もがれた翼
第7話
『僕には…1つ上の幼馴染みがいた』
『名前は』
『江波 真夏(えなみ まなつ)』
『とても爽やかで、でもどこか暑さを感じさせるイメージを心の中に持たせる様な』
『そんな名前』
『僕はいつもそんな江波真夏を、ナツ姉の事を頼ってもいた。
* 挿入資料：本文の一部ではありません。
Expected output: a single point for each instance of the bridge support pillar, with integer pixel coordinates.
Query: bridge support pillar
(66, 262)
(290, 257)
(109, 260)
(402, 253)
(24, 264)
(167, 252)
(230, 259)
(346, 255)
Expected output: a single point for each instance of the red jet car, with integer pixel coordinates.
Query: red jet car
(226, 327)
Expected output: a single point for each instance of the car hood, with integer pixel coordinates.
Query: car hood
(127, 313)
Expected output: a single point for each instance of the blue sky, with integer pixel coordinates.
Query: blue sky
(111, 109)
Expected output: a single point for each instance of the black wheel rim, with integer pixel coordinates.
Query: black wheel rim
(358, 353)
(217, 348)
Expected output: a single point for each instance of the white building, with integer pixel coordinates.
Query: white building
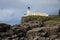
(28, 13)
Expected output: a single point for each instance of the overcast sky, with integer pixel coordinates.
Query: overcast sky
(11, 11)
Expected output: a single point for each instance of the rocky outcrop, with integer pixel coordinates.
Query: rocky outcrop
(30, 29)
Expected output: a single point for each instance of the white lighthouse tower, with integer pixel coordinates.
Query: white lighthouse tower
(28, 11)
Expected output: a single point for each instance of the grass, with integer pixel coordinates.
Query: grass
(54, 20)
そして尊敬もしていた』
『でもどこか、妬んでもいたんだ』
江波(幼少期)
おーいつばさ〜!
早くしないと置いていくよ〜!!
青峰(幼少期)
待ってよー!
ナツ姉〜!
ホント!
走るの早いんだから。
江波(幼少期)
ん?
ナニか言ったか〜!
青峰(幼少期)
・・・。
何も言ってな〜い!
江波(幼少期)
・・・。
なら、いいか〜。
僕はそんなこんなでなんとなく生きてきて、
気づいたら小学校を卒業していた。
ずっとナツ姉、江波 真夏に頼ってしまった人生だった。
大人からしたら小さい悩みに見えるだろう。
だけど僕にとってその悩みは、江波 真夏という存在は、とても大きな物だった。
このまま中学に上がってもナツ姉に頼ってしまったらどうしようもないダメ人間になってします。
その事を考えた僕は焦った。
そんな時だった。
青峰
えんげき部?
江波
そっ。
演劇よ!
自分がなりたいと思った人間になれる!
夢の様な部活動よ!
青峰
そんなに言うんなら。
ちょっと興味が沸いてきたかも。
江波
ホントに!?
やったね!
だけどそこはナツ姉の言う様な生やさしいモノなんかじゃなかったんだ。
それは清宮さん。
君が1番知ってる事なんだろうけど。